Vulgar or not Vulgar? That is the question.

Jusqu’au 5 février, le Barbican Center de Londres accueille au sein de ses salles réservées à l’art une exposition de mode centrée autour de la notion de Vulgar. Notion large et pouvant bénéficier de nombreux sens, « The Vulgar, Fashion Redefined » porte bien son nom. Ces tentatives de définition sont expérimentées tout au long des salles, cherchant à savoir par quelles manières ce mot peut caractériser la mode.

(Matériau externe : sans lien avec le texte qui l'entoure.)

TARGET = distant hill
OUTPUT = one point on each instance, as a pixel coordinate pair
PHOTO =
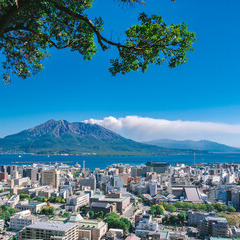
(202, 145)
(62, 137)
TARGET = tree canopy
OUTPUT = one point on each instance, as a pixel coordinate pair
(28, 28)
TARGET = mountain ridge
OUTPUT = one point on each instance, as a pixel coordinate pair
(77, 138)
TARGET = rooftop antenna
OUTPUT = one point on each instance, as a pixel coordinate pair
(83, 164)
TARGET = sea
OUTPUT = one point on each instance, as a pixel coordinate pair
(102, 162)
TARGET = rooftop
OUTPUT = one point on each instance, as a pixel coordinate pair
(52, 226)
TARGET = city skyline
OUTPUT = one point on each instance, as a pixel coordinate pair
(205, 89)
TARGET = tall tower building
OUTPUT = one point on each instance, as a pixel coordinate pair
(50, 177)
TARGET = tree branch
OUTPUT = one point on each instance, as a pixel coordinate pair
(12, 11)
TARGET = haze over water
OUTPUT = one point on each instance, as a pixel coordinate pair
(101, 162)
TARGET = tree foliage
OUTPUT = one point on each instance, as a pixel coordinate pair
(114, 221)
(28, 28)
(6, 212)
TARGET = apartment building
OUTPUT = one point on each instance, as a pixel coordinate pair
(33, 207)
(146, 226)
(195, 217)
(50, 231)
(214, 226)
(75, 202)
(12, 202)
(50, 177)
(22, 219)
(1, 224)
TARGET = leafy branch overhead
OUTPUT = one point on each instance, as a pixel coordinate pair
(28, 28)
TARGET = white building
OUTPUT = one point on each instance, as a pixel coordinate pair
(153, 188)
(118, 182)
(146, 226)
(22, 219)
(1, 224)
(75, 202)
(12, 202)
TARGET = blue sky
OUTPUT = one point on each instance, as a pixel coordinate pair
(204, 89)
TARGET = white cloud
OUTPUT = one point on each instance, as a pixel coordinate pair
(145, 129)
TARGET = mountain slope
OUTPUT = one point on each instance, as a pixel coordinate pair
(202, 145)
(62, 137)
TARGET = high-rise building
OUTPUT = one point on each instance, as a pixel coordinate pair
(31, 173)
(22, 219)
(158, 167)
(3, 176)
(88, 182)
(75, 202)
(50, 177)
(50, 231)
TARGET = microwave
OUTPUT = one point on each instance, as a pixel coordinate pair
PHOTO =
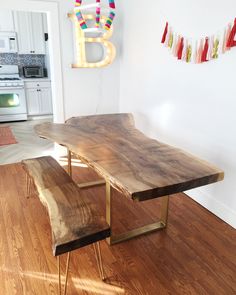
(33, 72)
(8, 43)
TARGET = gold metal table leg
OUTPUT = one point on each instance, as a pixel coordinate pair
(115, 239)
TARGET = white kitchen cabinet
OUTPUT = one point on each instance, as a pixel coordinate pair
(30, 32)
(6, 21)
(39, 98)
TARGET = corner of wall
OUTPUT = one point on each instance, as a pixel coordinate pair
(214, 206)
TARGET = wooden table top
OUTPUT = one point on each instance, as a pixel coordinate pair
(138, 166)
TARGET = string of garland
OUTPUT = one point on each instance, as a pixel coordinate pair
(204, 50)
(109, 19)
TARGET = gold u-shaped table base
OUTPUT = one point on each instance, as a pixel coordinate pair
(115, 239)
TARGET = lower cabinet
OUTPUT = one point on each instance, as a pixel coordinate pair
(39, 98)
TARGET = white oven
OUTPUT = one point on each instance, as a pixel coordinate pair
(12, 95)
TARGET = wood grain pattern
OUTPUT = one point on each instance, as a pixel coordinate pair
(75, 222)
(194, 255)
(139, 167)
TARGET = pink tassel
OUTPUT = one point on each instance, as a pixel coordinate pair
(165, 34)
(199, 53)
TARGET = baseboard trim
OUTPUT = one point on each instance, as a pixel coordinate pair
(219, 209)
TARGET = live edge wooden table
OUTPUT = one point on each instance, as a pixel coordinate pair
(139, 167)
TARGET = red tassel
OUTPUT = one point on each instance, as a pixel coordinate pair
(180, 49)
(231, 42)
(205, 50)
(165, 34)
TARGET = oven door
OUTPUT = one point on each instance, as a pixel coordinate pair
(12, 104)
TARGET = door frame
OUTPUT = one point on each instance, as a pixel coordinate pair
(52, 11)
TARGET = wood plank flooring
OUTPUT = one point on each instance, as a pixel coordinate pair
(196, 254)
(29, 144)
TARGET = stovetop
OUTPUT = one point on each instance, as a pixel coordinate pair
(9, 79)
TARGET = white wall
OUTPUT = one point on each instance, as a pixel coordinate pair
(187, 105)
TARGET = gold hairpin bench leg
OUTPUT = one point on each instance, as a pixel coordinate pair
(30, 186)
(59, 274)
(98, 256)
(69, 162)
(115, 239)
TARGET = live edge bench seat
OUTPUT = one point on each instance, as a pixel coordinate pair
(75, 220)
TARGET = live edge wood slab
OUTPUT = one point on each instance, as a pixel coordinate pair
(75, 220)
(138, 166)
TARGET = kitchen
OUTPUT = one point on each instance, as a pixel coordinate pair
(25, 86)
(25, 83)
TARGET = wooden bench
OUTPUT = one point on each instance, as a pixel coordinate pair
(75, 220)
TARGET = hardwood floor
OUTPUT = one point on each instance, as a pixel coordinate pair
(29, 144)
(196, 254)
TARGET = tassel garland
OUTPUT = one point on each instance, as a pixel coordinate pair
(202, 51)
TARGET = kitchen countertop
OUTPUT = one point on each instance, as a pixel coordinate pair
(36, 79)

L’ampleur de cette exposition est autant due à sa taille (vingt parties divisées sur deux étages) que par son cheminement intellectuel. Ici, il ne s’agit pas de scandales vestimentaires ni de vulgarité. Le terme vulgar peut être trompeur lorsqu’il est traduit. Il désigne plutôt l’ordinaire, c’est-à-dire la mode de tous les jours. L’inspiration provient de vêtements plus ou moins éloignés dans le temps mais aussi plus ou moins accessibles par la population. Parmi les nombreuses questions qui nous viennent à l’esprit, une peut servir de fil conducteur : Comment le vêtement porté par le « commun des mortels » peut inspirer les plus grands couturiers de notre temps ?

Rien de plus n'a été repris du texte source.